Some of those who weren't bed/house bound did ok (see thread I mentioned). Unfortunately it didn't work for others. It made me a lot worse. In particular I regret dropping my B12 high dose injections. I gradually failed when I switched to the oils - without realising it, the benefit of the injections was gradually running out. I'm back on high dose b12 injections now with 4 doses of methylfolate spaced out during the day (similar to 'sustained release' I guess) and feeling much better. This requires high dose potassium too. Happily, I just got some blood tests and my kidney function is still >90 as always even after a year of high dose potassium (except for a very brief period of low dose potassium). According to my doc you can take a lot of potassium for a very long time if you have normal kidney function. I take the same mineral complex as above and magnesium too and the nature made b complex.

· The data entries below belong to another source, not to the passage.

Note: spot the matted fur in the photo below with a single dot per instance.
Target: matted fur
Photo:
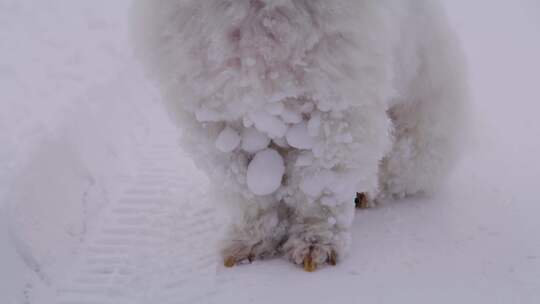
(379, 84)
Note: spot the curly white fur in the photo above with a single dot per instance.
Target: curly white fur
(355, 96)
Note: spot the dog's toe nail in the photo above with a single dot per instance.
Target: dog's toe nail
(332, 258)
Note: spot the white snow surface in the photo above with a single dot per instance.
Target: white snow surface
(98, 205)
(265, 172)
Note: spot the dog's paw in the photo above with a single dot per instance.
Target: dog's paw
(311, 254)
(364, 201)
(244, 252)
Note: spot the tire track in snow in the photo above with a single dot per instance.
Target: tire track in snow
(154, 244)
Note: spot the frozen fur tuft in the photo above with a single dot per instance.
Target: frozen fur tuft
(293, 106)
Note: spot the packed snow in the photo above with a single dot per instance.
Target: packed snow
(228, 140)
(253, 141)
(79, 123)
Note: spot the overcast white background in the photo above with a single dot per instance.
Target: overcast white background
(74, 107)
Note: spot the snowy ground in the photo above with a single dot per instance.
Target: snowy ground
(99, 206)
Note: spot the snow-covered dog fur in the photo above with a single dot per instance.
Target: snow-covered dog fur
(294, 106)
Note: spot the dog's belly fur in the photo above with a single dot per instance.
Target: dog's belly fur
(347, 95)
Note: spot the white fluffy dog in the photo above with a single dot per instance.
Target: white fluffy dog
(294, 106)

Btw, for anybody thinking of trying the B12 Ice, the D made me very ill (currently being tested for high vitamin D 1.25 OH which any form of D supplements will make worse). The BGroup Oil made me ill too - perhaps the high niacinamide (niacin? - whichever one is in it - it was a while ago).

The methyl oil was fine, though didn't help my B12 levels.

Having said all that - my cousin who has a straightforward B12 deficiency, caught early, finds the plain methylb12 oil works very well for her at two doses per day. The one with Adenosylcobalamin made her feel lousy - perhaps she doesn't need it for now.

I might go back to using the Ado oil with my injections. For now sublingual Ado.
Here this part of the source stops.